Corporate results worries sink stocks
US stocks closed slightly lower yesterday as lingering questions about Europe’s debt crisis and corporate earnings overshadowed growing optimism about economic growth after a five-week rally.
The S&P has risen about seven per cent so far this year, helped by a slew of better-than-expected US economic data, which was capped by Friday’s solid jobs report.
The magnitude and swiftness of the gains, however, has kept some investors on the sidelines. The S&P is at levels not seen since July, and the ongoing worries about Europe and corporate results have some wondering if the market has more room to rally.
Through yesterday morning, of the 290 companies in the S&P 500 that had reported results so far for the quarter, 60 per cent posted profits that topped expectations, tracking below recent quarters at this point of the earnings season.
“Companies aren’t surprising on the upside like they have in previous quarters, which could mean slow going for stocks for a while,” said Tommy Huie, president and chief investment officer at BMO Asset Management in Milwaukee. “That said, I can see us near 1,400 on the S&P by summer if we get decent news out of Europe.”
Another deadline lapsed in Athens as political leaders failed to respond to bailout terms from the European Union and International Monetary Fund. Greece needs the funds by March in order to meet big debt repayments and avoid a messy default.
The Dow Jones industrial average was down 17.10 points, or 0.13 per cent, at 12,845.13. The Standard & Poor’s 500 Index was down 0.57 points, or 0.04 per cent, at 1,344.33. The Nasdaq Composite Index was down 3.67 points, or 0.13 per cent, at 2,901.99.
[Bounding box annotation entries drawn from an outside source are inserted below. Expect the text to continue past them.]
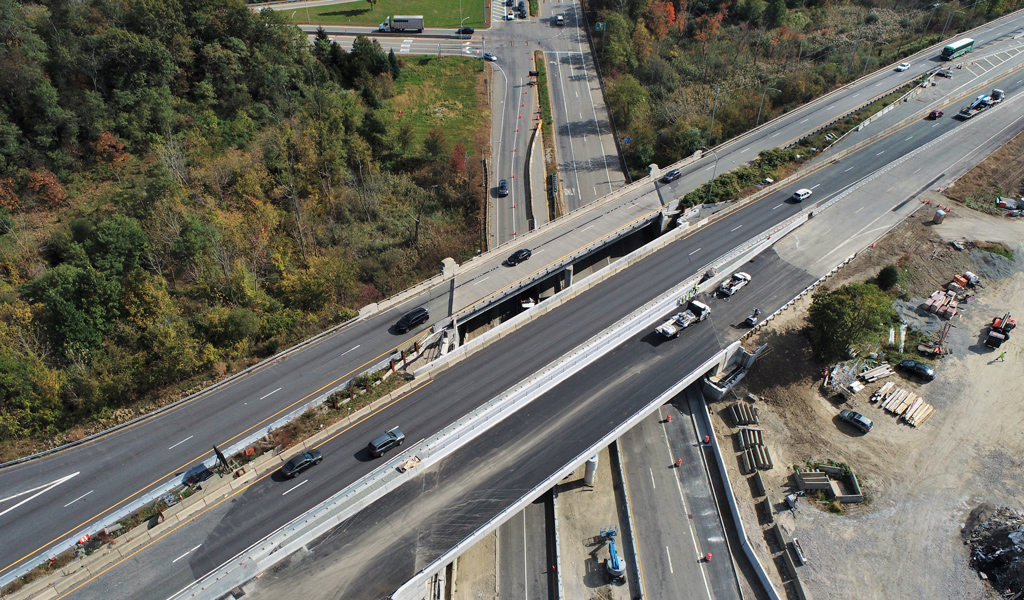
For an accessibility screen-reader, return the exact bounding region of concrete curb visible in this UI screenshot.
[611,438,646,600]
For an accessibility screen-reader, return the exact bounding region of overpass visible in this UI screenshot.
[6,9,1013,593]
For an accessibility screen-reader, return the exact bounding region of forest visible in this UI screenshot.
[587,0,1024,177]
[0,0,489,450]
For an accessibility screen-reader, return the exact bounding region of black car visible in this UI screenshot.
[505,248,534,266]
[367,427,406,458]
[899,360,935,381]
[839,410,874,433]
[662,169,683,183]
[394,306,430,334]
[281,449,324,477]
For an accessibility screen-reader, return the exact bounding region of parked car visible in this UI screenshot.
[793,187,811,202]
[839,409,874,433]
[281,449,324,477]
[367,427,406,459]
[505,248,534,266]
[394,306,430,334]
[662,169,683,183]
[899,360,935,381]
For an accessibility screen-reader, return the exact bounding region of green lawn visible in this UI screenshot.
[387,56,490,157]
[282,0,486,29]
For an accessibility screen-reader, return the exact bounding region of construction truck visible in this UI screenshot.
[718,273,751,296]
[985,312,1017,348]
[654,300,711,340]
[377,14,423,34]
[959,89,1006,119]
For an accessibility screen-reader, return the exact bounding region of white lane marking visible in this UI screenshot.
[282,479,309,496]
[171,544,202,564]
[0,471,81,517]
[260,384,282,400]
[65,489,95,508]
[167,435,196,449]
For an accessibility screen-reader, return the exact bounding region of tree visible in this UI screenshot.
[807,284,899,361]
[387,47,401,81]
[764,0,786,29]
[876,264,899,290]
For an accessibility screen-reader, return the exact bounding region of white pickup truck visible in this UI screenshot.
[718,273,751,296]
[654,300,711,340]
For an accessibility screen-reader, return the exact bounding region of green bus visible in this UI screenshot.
[942,38,974,60]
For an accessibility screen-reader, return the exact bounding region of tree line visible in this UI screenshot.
[0,0,482,442]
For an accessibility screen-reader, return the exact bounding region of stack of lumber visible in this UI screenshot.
[922,290,958,318]
[860,362,893,383]
[872,383,935,427]
[729,402,759,425]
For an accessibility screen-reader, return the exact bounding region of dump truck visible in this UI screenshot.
[377,14,423,34]
[654,300,711,340]
[959,89,1006,119]
[718,273,751,296]
[985,312,1017,348]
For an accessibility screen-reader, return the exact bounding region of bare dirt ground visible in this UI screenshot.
[944,125,1024,214]
[713,202,1024,599]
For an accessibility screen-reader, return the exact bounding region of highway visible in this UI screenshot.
[6,8,1020,593]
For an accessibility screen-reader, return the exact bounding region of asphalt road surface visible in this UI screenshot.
[6,8,1020,589]
[498,494,555,600]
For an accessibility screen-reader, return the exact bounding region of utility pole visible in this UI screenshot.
[846,26,864,77]
[708,88,722,149]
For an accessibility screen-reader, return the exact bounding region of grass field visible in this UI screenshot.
[388,56,490,157]
[292,0,486,30]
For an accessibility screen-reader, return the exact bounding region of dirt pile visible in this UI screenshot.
[963,504,1024,597]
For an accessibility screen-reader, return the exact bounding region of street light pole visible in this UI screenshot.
[700,146,718,204]
[754,86,782,127]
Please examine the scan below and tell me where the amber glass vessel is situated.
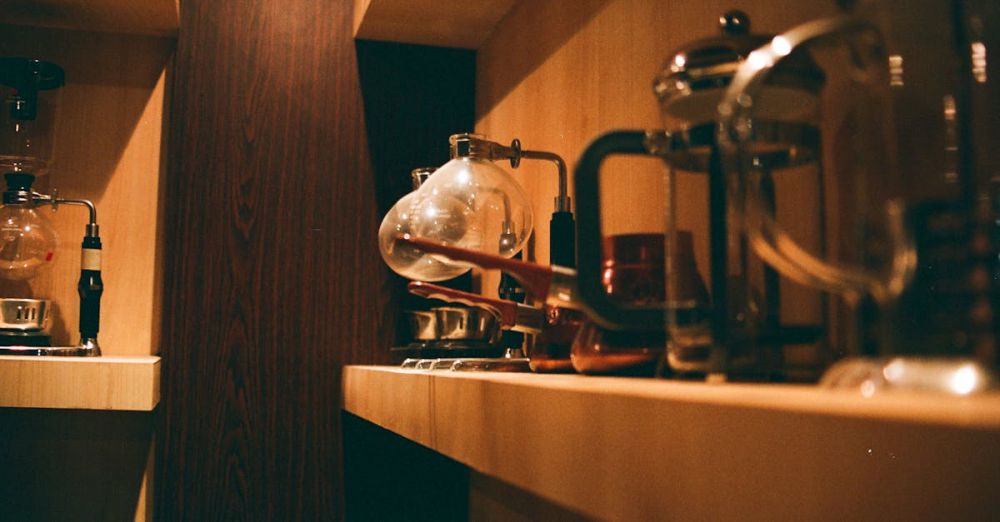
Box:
[571,231,707,376]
“It’s not surprising for the market to catch its breath after the very strong start to the year that we’ve seen, especially as there are still a lot of concerns about what will happen in Europe,” said Bernie Schoenfeld, senior investment strategist at BNY Mellon Wealth Management in New York. “We’re treading water in a fairly calm market at this point, but some retracement wouldn’t be surprising.”
Hasbro rose 2.2 per cent to $36.66 after the toymaker reported a fourth-quarter profit just above analysts’ lowered expectations. Humana posted a big rise in fourth-quarter profit, but revenues came in below estimates, sending shares down 5.4 per cent.